Before KENNEDY, RALPH B. GUY Jr. and RYAN, Circuit Judges.


ORDER

This pro se plaintiff appeals an order of the district court which dismissed his civil rights action filed pursuant to 42 U.S.C. § 1983. He now moves for the appointment of counsel. Upon review of the record and the briefs submitted by the parties, this panel unanimously agrees that oral argument is not needed. Fed. R. App. P. 34(a).

Plaintiff, Rocky Edward Grigsby, filed a complaint pursuant to 42 U.S.C. § 1983 in the District Court for the Eastern District of Tennessee.

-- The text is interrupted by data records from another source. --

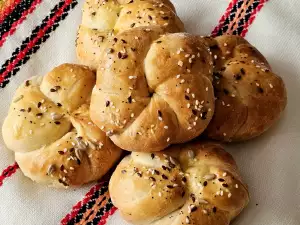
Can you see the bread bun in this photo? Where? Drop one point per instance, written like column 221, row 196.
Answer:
column 196, row 183
column 250, row 98
column 103, row 19
column 49, row 129
column 153, row 91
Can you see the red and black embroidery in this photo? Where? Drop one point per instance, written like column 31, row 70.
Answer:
column 16, row 17
column 95, row 208
column 10, row 170
column 32, row 43
column 238, row 17
column 7, row 7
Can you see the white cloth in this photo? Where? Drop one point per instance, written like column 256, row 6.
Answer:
column 269, row 164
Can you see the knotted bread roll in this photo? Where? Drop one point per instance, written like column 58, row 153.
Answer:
column 153, row 91
column 102, row 19
column 49, row 128
column 250, row 97
column 196, row 183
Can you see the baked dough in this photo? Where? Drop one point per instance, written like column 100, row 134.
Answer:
column 250, row 98
column 49, row 129
column 103, row 19
column 195, row 183
column 153, row 90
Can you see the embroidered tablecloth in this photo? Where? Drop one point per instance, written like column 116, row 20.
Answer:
column 36, row 35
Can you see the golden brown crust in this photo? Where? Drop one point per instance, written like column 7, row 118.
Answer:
column 49, row 128
column 250, row 97
column 103, row 19
column 195, row 183
column 152, row 92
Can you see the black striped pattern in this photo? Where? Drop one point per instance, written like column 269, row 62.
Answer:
column 14, row 16
column 38, row 43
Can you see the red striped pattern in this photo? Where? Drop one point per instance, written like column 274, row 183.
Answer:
column 8, row 9
column 78, row 206
column 253, row 16
column 32, row 43
column 107, row 215
column 10, row 170
column 18, row 22
column 222, row 20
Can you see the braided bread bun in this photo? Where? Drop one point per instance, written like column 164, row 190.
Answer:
column 250, row 97
column 49, row 128
column 196, row 183
column 102, row 19
column 153, row 91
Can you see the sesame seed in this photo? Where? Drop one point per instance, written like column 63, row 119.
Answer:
column 202, row 201
column 180, row 63
column 191, row 154
column 19, row 98
column 132, row 77
column 200, row 185
column 209, row 177
column 187, row 220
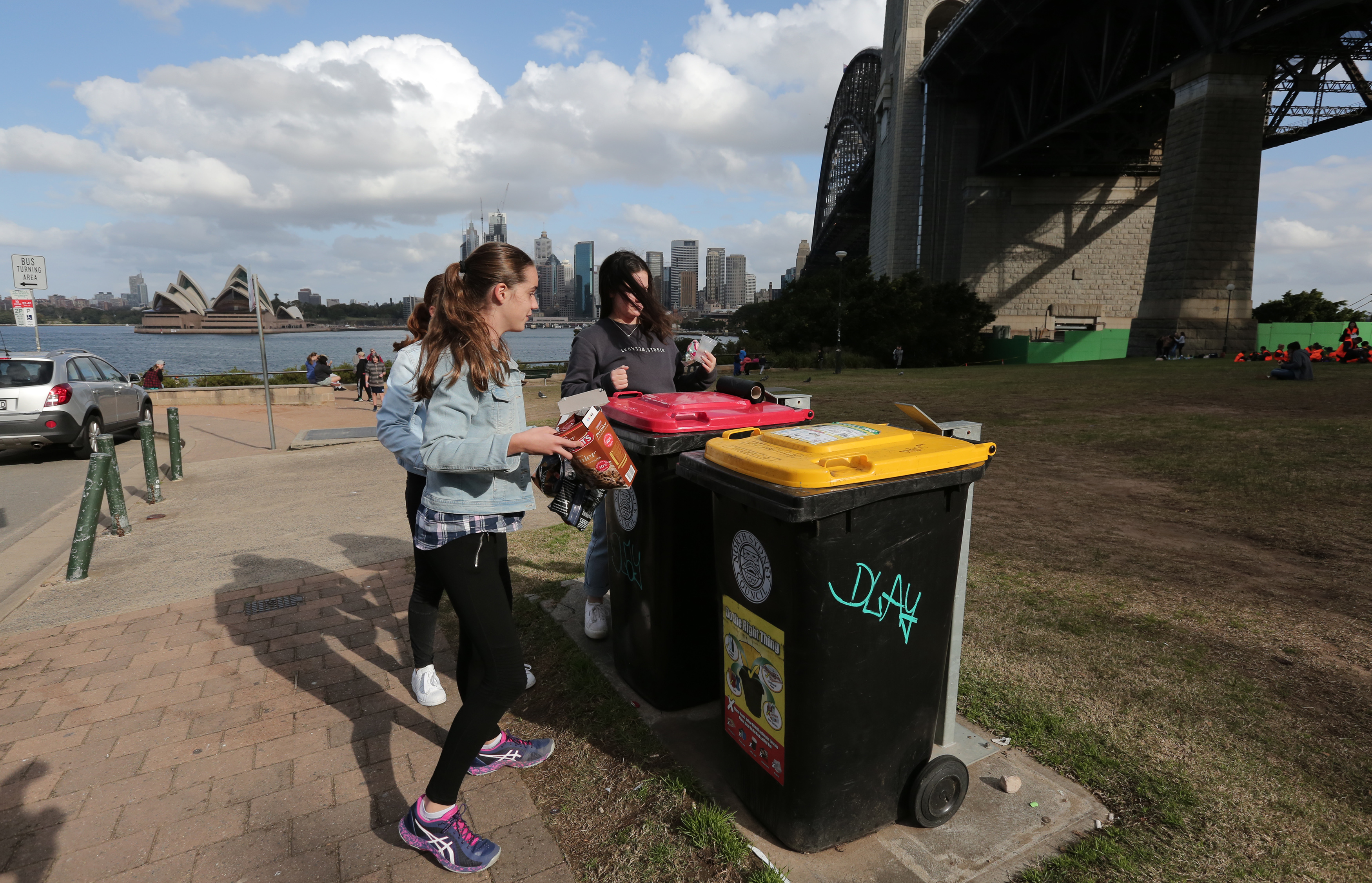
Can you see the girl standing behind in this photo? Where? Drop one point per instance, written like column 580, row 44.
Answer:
column 375, row 378
column 633, row 348
column 478, row 488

In support of his claim for both injunctive relief and monetary damages, plaintiff alleged that defendants, both of whom were officers of the Kingsport, Tennessee police force, had arrested and then transported him to the State of Virginia without first affording him the procedures normally provided individuals facing extradition to another jurisdiction. Defendants responded to the complaint by filing a motion for summary judgment. Upon the recommendation of a magistrate, the district court granted defendants' motion and dismissed the complaint. This appeal followed.

A district court may properly grant a motion for summary judgment if it, drawing all inferences in favor of the non-moving party, can conclude that there is no genuine issue of material fact and that the moving party is entitled to judgment as a matter of law. Celotex Corp. v. Catrett, 477 U.S. 317, 322 (1986); Anderson v. Liberty Lobby, Inc., 477 U.S. 242, 247 (1986). Both those conditions have been satisfied in the present case as the record demonstrates that the parties are in agreement as to the circumstances underlying plaintiff's arrest in Tennessee and his subsequent transfer to Virginia. Moreover, the record discloses no dispute that plaintiff had previously executed a waiver of his right to contest extradition to that jurisdiction in the future. As the validity of such agreements is well established, plaintiff can not base a case of action upon 42 U.S.C. § 1983 based upon defendants' alleged failure to follow normal procedures to effect his extradition to Virginia. Pierson v. Grant, 527 F.2d 161, 164 (8th Cir. 1975); Crawford v. Lydick, 280 F.2d 426 (6th Cir.) (per curiam) (summarily affirming district court opinion reported at 179 F. Supp. 211), cert. denied, 364 U.S. 849 (1960). Defendants are therefore entitled to judgment as a matter of law.

Accordingly, the motion for appointment of counsel is hereby denied and the district court's final order is hereby affirmed. Rule 9(b) (5), Rules of the Sixth Circuit.